Gibt es bei Ihnen - ähnlich den Schreibblockaden bei Schriftstellern - so etwas wie Humorblockaden? Gibt es Nächte, wo Sie schweißgebadet aufwachen und sich denken: "Verdammt, ich bin nicht mehr witzig"? Immerhin ist der Humor ja Ihre Existenzgrundlage.
Daraus könnte ein wirklich guter Sketch entstehen: ein Komiker, der nachts schweißgebadet aufwacht, und die Frau neben ihm sagt: "Was ist, hattest du einen Alptraum?" Und der Mann sagt: "Ich-ich-ich bin nicht witzig!" Schöne Vorstellung - habe ich aber nicht. Aber um beim Thema zu bleiben: Ich träume von Pointen und lache im Schlaf - ich bin schon durch mein eigenes Lachen aufgewacht, und meine Frau bestätigt mir auch, dass ich nachts manchmal gluckse. Wenn ich dann wach darüber nachdenke, worüber ich eigentlich lachte, finde ich's meist ziemlich langweilig. Aber in diesem Moment war es eben ein Impuls.

»Ich träume von Pointen, lache im Schlaf, wachte deshalb schon auf«

Leben Sie seit dem "Schuh des Manitu" nicht mit dem Erwartungsdruck, lustig sein zu müssen?
Klar hat das etwas mit meinem Leben gemacht, es gibt ein Leben vor dem "Schuh des Manitu" und eines danach: Diesen exorbitanten Wahnsinnserfolg konnte man ja nicht erahnen. Ich habe aber das große Glück, mit einer totalen Distanz neben diesen Erfolgen herlaufen zu können, so, als würde ich mich selbst dabei beobachten, wie ich damit umgehe. Wenn ich einen Film drehe und meine eigenen Szenen bewerte, sehe ich nie mich selbst. Im Schneideraum spreche ich von mir ganz unbewusst immer in der dritten Person. Manchmal habe ich das Gefühl, das geht mich gar nichts an. Dann lese ich etwas über Bully Herbig in der Zeitung und checke zunächst gar nicht, dass es dabei wirklich um mich geht. Natürlich merke ich, dass eine Aufmerksamkeit um mich entsteht und eine Neugierde, und das ist nicht immer positiv. Ich werde großteils wohlwollend aufgenommen, aber natürlich spürst du auch, dass es dem einen oder anderen nichts ausmachen würde, wenn der nächste Film gegen die Wand fährt.
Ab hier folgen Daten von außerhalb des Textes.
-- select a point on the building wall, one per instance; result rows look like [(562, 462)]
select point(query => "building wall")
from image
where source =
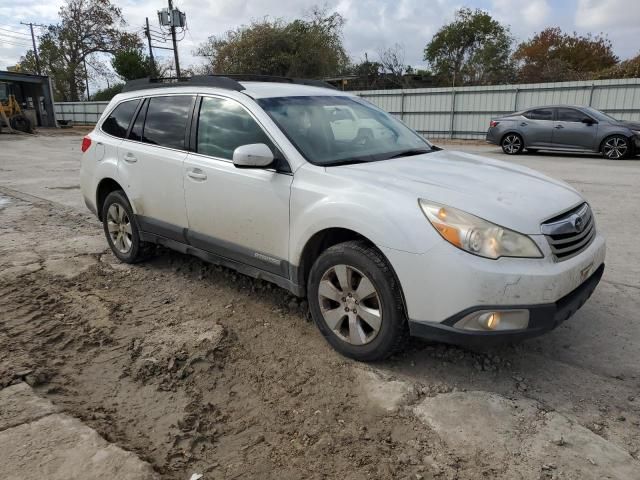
[(463, 112)]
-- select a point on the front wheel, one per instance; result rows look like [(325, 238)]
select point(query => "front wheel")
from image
[(122, 230), (616, 147), (356, 303), (512, 144)]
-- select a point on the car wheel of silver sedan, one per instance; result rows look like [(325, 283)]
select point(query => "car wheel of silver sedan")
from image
[(512, 144), (356, 303), (615, 148)]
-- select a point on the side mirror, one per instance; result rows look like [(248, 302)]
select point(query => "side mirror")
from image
[(254, 155)]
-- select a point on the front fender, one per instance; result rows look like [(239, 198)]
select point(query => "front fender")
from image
[(388, 218)]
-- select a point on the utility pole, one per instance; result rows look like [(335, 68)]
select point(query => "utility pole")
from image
[(173, 39), (148, 34), (86, 78), (33, 41)]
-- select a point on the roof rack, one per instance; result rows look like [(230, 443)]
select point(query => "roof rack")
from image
[(229, 82), (197, 80)]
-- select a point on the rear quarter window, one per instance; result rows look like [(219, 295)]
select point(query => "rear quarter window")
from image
[(117, 123)]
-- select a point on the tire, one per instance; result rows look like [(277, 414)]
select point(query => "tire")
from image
[(122, 230), (616, 147), (378, 327), (21, 123), (512, 144)]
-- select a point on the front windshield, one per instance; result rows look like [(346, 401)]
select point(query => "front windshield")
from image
[(329, 130), (600, 115)]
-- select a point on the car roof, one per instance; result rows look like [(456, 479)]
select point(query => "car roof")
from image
[(253, 89)]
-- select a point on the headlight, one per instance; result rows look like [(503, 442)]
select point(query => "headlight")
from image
[(476, 235)]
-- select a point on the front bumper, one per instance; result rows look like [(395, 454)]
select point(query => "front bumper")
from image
[(542, 318)]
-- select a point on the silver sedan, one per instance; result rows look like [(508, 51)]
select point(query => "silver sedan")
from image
[(566, 128)]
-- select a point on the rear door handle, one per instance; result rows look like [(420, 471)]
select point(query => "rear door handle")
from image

In der Branche würde man sich schon freuen, wenn dieser Bully einmal so richtig auf die Gosch'n fallen würde, oder?
Ich formuliere es lieber mal so: Es gibt sicher Leute in der Branche, für die wäre das eine Erleichterung. So in der Art: "Ach, Gott sei Dank, jetzt hat es einmal nicht geklappt!" Eine Erleichterung, die dazu dient, selbst daraus Kraft zu schöpfen. Ich nehme das den Leuten nicht einmal übel. Nehmen wir einmal den Film "Zettl" vom großen Helmut Dietl - ein massiver Flop. Aber ich bin da mitgelaufen, als ginge mich das gar nichts an, denn es war ein Helmut-Dietl-Film, und ich war da ein Ensemblemitglied und spielte an der Seite von großartigen Schauspielern. Was für ein Erlebnis das für mich war, mit Senta Berger, mit Ulrich Tukur! Auch dieser Misserfolg hat mich nicht runtergezogen, denn was für mich zählt, ist die kreative Suppe, die ich am Ende des Lebens auslöffle, und die muss mir schmecken. So sehe ich das, ich bin nicht auf einen einzigen Erfolg oder Misserfolg programmiert. Im Idealfall sitze ich mit 80,90 Jahren auf einer Parkbank und erzähle meinen Enkeln, sollte ich welche haben, meine Geschichten von damals. Und die müssen nicht erfolgreich sein - sondern unterhaltsam.